From an investment standpoint, SMAR stock looks like a sturdy investment because its business model operates by way of a networking effect. Basically, a small division of a company, or even a single employee, uses Smartsheet and is impressed with it. Once they see how it operates, management adopts the platform company-wide and thus generating much more subscription revenue. With over 5.8 million users contributing to a 53% increase in revenue in 2019, and a 135% increase in SMAR stock since its 2018 IPO, 2020 looks like it could be a big year for this small-cap stock.
Innovative Industrial Properties Inc (NYSE:IIPR)

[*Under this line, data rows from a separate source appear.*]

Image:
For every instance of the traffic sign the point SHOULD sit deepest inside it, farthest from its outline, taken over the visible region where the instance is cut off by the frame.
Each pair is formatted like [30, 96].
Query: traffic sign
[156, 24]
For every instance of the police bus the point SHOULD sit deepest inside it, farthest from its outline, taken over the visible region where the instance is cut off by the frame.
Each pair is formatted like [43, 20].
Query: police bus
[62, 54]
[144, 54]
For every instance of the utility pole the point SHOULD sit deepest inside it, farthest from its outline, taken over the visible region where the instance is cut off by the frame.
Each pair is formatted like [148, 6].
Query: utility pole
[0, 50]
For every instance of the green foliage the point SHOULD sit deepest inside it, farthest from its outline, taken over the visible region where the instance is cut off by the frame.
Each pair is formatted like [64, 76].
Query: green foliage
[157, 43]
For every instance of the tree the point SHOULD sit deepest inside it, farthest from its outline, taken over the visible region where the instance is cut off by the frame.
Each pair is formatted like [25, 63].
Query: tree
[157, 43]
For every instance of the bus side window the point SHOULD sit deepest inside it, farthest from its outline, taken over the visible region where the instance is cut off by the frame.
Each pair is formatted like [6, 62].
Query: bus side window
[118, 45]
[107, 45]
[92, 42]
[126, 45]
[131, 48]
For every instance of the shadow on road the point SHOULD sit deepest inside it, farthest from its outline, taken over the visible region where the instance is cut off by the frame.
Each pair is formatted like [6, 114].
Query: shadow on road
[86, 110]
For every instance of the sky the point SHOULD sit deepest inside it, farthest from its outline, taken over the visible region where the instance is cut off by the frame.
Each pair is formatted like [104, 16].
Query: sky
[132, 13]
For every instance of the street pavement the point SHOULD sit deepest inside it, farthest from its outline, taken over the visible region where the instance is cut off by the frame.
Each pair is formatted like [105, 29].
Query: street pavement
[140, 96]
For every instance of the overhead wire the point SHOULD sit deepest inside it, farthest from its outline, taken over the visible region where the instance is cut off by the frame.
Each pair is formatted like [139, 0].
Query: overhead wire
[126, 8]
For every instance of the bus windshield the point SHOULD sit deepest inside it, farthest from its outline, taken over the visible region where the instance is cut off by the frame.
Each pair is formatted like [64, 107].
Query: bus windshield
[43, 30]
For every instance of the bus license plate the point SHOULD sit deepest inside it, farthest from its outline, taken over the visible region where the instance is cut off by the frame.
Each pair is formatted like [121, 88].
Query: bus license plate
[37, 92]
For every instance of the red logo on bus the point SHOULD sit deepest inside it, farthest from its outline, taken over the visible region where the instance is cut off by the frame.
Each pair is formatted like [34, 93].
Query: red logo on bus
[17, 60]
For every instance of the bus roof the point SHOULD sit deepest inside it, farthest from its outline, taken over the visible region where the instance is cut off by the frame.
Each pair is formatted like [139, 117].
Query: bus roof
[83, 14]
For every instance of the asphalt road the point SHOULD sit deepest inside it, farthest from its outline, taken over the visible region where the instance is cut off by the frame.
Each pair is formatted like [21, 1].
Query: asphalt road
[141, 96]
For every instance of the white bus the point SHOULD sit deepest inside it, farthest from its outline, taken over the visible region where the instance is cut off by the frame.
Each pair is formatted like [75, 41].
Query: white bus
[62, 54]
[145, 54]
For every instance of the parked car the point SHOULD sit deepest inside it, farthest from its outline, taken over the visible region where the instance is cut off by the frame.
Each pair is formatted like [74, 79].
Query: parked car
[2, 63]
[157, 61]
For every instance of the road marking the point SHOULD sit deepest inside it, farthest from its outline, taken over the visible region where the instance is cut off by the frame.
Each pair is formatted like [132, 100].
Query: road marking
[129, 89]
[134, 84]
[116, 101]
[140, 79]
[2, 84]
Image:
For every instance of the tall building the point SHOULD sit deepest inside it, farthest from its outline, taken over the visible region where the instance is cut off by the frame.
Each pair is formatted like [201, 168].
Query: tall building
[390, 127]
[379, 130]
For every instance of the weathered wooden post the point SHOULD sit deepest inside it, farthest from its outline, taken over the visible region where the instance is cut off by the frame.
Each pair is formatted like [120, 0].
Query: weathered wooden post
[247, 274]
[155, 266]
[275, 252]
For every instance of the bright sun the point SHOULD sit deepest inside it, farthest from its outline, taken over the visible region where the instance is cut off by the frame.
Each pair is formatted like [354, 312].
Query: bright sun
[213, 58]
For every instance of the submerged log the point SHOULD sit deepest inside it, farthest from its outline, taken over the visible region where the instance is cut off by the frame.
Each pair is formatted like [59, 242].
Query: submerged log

The massive disappointment that was the legalization of cannabis in Canada was one of the stock market’s biggest talking points in 2019. Many had banked heavily on a so-called “green rush,” but a combination of supply issues, scandals, a lack of retail visibility, and regulatory uncertainty meant that the nascent market just never really got going, leading pot stocks to tank across the board.
The failure of the market to live up to the hype has led to a huge cash flow problem for many companies. Most firms invested heavily in massive cultivation and production sites but are now lacking in the necessary revenue to sustain these projects. This is where IIPR comes in. As cannabis firms struggle for financing, burdened by the substantial costs in building these facilities, IIPR offers them the chance to sell the facilities on a sale-leaseback agreement, making it one big landlord to the cannabis industry.
IIPR ticks all the boxes an investor should want to see ticked: it’s profitable, pays a dividend, and gained over 70% in 2019 alone. While the launch of the cannabis 2.0 market should sure up declining pot stocks, IIPR is set up for long-term sustainability given the length of its agreements (usually about 20–25 years) and the fact that the pot market is only set to expand in the coming months and years.
The 2010s were a phenomenal decade for investors and the stock market as a whole. August saw the bull market break longevity records for the longest upward trend ever, and the descent of the Times Square Ball on New Years Ever meant we officially spent the entire decade in a bull run. With technological disruption set to define the next ten years, it’s almost impossible to predict where the markets are going to go. However, the three stocks mentioned above certainly made a case for themselves over the last few years and bear all the hallmarks of success in 2020.